I am getting a BroadcastShardOperationFailedException when I do a GET against my cluster of two:
{
* count: 0
*
-
_shards: {
o total: 5
o successful: 3
o failed: 2
o
-
failures: [
+
-
{
# index: "index0"
# shard: 0
# reason: "BroadcastShardOperationFailedException[[index0][0] No active shard(s)]"
}
+
-
{
# index: "index0"
# shard: 2
# reason: "BroadcastShardOperationFailedException[[index0][2] No active shard(s)]"
}
]
}
}
There should be 5 shards; I've restarted a number of times, and sometimes I get all 5 shards failing in essentially the same JSON as below (except it lists all shards).
In one node log I see:
[20:10:59,177][INFO ][cluster.metadata ] [Keith Kilham] [index0] creating index, cause [gateway], shards [5]/[1], mappings [mail, calendarItem, attachment, contact]
[20:11:00,005][INFO ][cluster.service ] [Keith Kilham] added {[Tinkerer][e101b4b3-daa2-45fc-b042-ef14a5a56bea][inet[/10.244.255.242:9300]]{client=true, data=false, zen.master=false},}, reason: zen-disco-receive(from node[[Tinkerer][e101b4b3-daa2-45fc-b042-ef14a5a56bea][inet[/10.244.255.242:9300]]{client=true, data=false, zen.master=false}])
[20:11:00,039][INFO ][cluster.service ] [Keith Kilham] added {[Crystal][b6b67cac-650d-46e6-b949-a6497f2d8f81][inet[/10.244.255.242:9301]]{client=true, data=false, zen.master=false},}, reason: zen-disco-receive(from node[[Crystal][b6b67cac-650d-46e6-b949-a6497f2d8f81][inet[/10.244.255.242:9301]]{client=true, data=false, zen.master=false}])
[20:11:27,547][INFO ][cluster.service ] [Keith Kilham] added {[Madelyne Pryor][c3e71382-a3c6-4c7e-bc9c-283fa9fff23a][inet[/10.198.109.171:9300]],}, reason: zen-disco-receive(from node[[Madelyne Pryor][c3e71382-a3c6-4c7e-bc9c-283fa9fff23a][inet[/10.198.109.171:9300]]])

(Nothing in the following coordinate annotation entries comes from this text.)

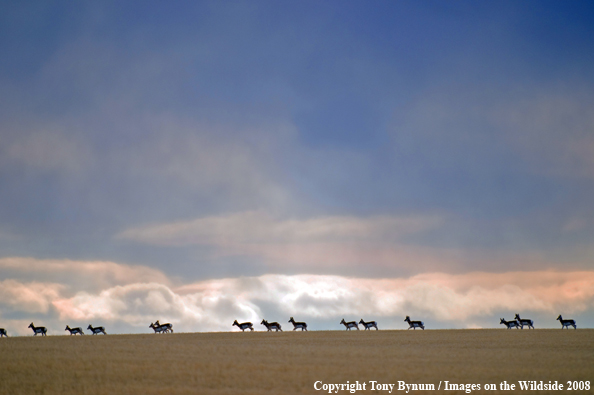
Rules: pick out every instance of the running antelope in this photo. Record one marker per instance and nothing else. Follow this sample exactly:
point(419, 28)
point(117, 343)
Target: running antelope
point(414, 324)
point(298, 325)
point(97, 329)
point(271, 325)
point(73, 331)
point(158, 328)
point(167, 327)
point(349, 325)
point(510, 324)
point(525, 321)
point(368, 325)
point(38, 329)
point(566, 323)
point(243, 326)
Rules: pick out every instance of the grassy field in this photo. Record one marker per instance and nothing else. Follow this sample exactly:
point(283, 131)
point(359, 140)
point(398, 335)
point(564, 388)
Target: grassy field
point(289, 362)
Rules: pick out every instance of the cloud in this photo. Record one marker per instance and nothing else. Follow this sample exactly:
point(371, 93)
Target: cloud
point(48, 151)
point(33, 297)
point(328, 240)
point(445, 300)
point(454, 299)
point(77, 275)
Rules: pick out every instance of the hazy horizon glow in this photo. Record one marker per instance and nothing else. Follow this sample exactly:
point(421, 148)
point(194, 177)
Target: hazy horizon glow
point(205, 162)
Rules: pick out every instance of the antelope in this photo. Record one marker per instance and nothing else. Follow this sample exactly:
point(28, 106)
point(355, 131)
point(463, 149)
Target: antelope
point(524, 321)
point(297, 325)
point(166, 327)
point(510, 324)
point(368, 325)
point(271, 325)
point(566, 323)
point(243, 326)
point(414, 324)
point(73, 331)
point(349, 325)
point(97, 329)
point(158, 328)
point(38, 329)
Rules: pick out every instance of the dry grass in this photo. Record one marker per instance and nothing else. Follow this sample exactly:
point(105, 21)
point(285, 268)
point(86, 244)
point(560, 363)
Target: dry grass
point(288, 362)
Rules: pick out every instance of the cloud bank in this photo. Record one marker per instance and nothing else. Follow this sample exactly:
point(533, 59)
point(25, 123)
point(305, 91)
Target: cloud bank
point(128, 304)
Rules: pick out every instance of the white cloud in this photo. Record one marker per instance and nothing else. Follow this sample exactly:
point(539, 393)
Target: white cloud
point(32, 297)
point(213, 305)
point(90, 275)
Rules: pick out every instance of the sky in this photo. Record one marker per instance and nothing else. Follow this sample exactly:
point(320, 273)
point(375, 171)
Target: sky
point(209, 161)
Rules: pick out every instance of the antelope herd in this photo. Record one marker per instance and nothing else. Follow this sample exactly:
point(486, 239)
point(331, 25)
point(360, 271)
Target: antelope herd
point(517, 323)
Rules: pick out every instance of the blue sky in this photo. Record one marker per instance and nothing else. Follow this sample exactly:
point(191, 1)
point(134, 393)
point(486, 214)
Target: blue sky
point(209, 143)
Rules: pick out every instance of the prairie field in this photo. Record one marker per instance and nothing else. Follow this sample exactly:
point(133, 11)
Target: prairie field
point(290, 362)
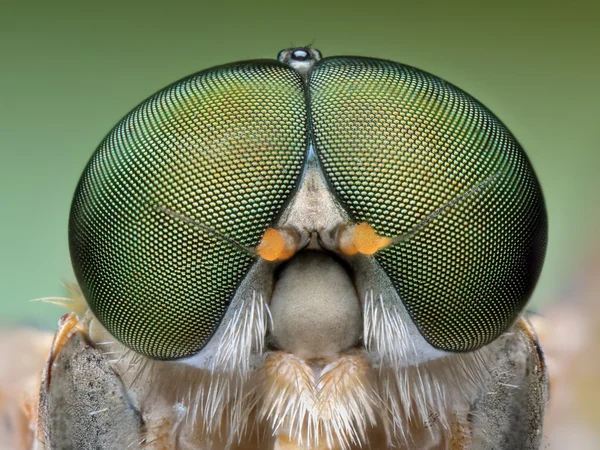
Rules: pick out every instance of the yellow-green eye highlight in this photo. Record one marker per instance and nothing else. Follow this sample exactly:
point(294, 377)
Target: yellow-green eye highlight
point(222, 148)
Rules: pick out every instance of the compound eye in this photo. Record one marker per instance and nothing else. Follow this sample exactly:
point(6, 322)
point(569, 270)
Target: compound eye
point(405, 151)
point(208, 161)
point(300, 55)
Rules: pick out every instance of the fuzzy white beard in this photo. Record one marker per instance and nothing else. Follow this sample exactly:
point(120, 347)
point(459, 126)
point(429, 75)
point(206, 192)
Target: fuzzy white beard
point(252, 395)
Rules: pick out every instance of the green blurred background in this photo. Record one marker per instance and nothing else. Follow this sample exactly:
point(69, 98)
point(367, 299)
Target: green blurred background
point(70, 71)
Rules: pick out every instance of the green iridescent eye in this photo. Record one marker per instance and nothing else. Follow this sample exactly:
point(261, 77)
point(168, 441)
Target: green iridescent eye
point(223, 148)
point(397, 144)
point(173, 202)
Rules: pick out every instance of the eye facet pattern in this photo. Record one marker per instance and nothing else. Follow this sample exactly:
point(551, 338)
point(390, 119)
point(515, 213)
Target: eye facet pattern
point(222, 148)
point(396, 145)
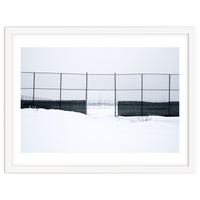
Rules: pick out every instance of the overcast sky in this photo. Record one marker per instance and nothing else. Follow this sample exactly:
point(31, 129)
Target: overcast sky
point(101, 60)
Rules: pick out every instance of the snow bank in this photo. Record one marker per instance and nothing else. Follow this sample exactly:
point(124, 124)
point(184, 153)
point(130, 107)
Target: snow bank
point(46, 131)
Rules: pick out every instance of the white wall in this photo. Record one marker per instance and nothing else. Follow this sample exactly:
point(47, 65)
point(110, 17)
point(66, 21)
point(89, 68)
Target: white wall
point(91, 12)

[20:11:27,588][INFO ][http ] [Keith Kilham] bound_address {inet[/0:0:0:0:0:0:0:0:9200]}, publish_address {inet[/10.206.98.255:9200]}
[20:11:27,732][INFO ][jmx ] [Keith Kilham] bound_address {service:jmx:rmi:///jndi/rmi://:9400/jmxrmi}, publish_address {service:jmx:rmi:///jndi/rmi://10.206.98.255:9400/jmxrmi}
[20:11:27,733][INFO ][node ] [Keith Kilham] {elasticsearch/0.9.0}[11486]: started
[20:11:31,139][WARN ][index.gateway.s3 ] [Keith Kilham] [index0][0] no file [_6vm.cfs] to recover, even though it has md5, ignoring it
[20:11:31,140][WARN ][index.gateway.s3 ] [Keith Kilham] [index0][0] no file [_9bz.cfs] to recover, even though it has md5, ignoring it
In the other node log I see scrolling by over an over constantly:
[20:17:26,004][DEBUG][index.shard.service ] [Madelyne Pryor] [index0][1] state: [RECOVERING]->[CREATED], restored after recovery
[20:17:26,047][DEBUG][index.shard.service ] [Madelyne Pryor] [index0][4] state: [CREATED]->[RECOVERING]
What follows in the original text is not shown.